As for the rabbi’s comments, they follow the typical media approach these days of granting equal weight to both sides in a political dispute rather than considering the worth of their actual positions. He claims, “There are powerful arguments on both sides,” but the only argument he invokes against building the mosque at this site (which, again, is not the site of the attack) involves an analogy to the convent at Auschwitz to which the pope responded by saying, “This is not your place, it belongs to others.” Who are these “others” to whom the 9/11 site belongs? The United States was attacked, and the site belongs to all of its citizens, including those of the Islamic faith.

Hendrik Hertzberg of the New Yorker has replied to the false Auschwitz convent analogy, saying, in part:

“The convent at Auschwitz was to be a purely Catholic institution, with none of the interfaith aspects or broad community-serving purposes that mark the Park51 project. … The papacy that failed to struggle against the horror of Auschwitz is the same papacy … that exercised ultimate authority over the Carmelite convent at Auschwitz.
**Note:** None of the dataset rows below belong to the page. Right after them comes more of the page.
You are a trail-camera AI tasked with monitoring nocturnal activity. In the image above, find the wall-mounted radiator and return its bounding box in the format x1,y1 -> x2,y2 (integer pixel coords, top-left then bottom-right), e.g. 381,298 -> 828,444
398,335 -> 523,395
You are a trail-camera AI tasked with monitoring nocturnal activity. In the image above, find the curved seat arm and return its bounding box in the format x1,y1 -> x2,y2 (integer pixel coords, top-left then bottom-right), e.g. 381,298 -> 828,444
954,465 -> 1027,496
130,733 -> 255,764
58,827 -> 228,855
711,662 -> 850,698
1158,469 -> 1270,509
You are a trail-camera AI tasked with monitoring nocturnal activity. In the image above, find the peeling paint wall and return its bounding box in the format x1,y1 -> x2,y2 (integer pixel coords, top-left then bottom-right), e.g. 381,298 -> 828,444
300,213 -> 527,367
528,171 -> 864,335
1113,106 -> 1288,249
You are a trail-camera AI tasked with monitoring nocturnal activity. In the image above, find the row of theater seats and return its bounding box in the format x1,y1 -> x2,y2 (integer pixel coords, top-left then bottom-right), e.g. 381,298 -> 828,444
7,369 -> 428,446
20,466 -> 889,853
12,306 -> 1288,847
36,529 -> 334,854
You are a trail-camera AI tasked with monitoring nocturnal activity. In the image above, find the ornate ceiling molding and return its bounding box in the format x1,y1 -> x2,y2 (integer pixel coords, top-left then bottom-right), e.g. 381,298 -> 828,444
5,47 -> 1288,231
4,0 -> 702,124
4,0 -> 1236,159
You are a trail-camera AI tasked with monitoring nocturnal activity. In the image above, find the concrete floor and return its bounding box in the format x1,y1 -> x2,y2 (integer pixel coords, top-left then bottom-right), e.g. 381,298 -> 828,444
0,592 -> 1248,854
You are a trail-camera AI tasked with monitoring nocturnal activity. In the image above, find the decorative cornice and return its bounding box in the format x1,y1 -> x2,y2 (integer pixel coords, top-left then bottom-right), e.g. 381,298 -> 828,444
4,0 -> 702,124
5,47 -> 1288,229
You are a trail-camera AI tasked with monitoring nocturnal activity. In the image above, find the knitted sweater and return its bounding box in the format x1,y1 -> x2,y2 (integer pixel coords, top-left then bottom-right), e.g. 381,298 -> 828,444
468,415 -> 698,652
There is no such authority structure within Islam and no such institutional connection between Al Qaeda and the sponsors of Park51. Nor is there even an ideological connection. … The conflation of 9/11 terrorism with Islam per se—a conflation that is at the heart of the anti-Park51 campaign—is a huge, unearned, dangerous strategic gift to Al Qaeda. (And the American politicians and pundits who are busily giving the breath of life to this so-called issue are the biggest givers.)”

As part of his attempt to show that both sides are worthy of blame in keeping the controversy alive, Rabbi Youdovin constructs an especially appalling false equivalency between Newt Gingrich and Mayor Michael Bloomberg, accusing the latter of implying that if you’re against the mosque, “you’re a bigot.” In fact, Bloomberg made a significant effort to say the exact opposite: “There are people of good will on both sides of the debate. … I understand the impulse to find another location for the mosque and community center. I understand the pain of those who are motivated by loss too terrible to contemplate. And there are people of every faith – including, perhaps, some in this room – who are hoping that a compromise will end the debate.”

If Rabbi Youdovin wants to encourage “reasoned, respectful discussion,” he can start by examining his own remarks.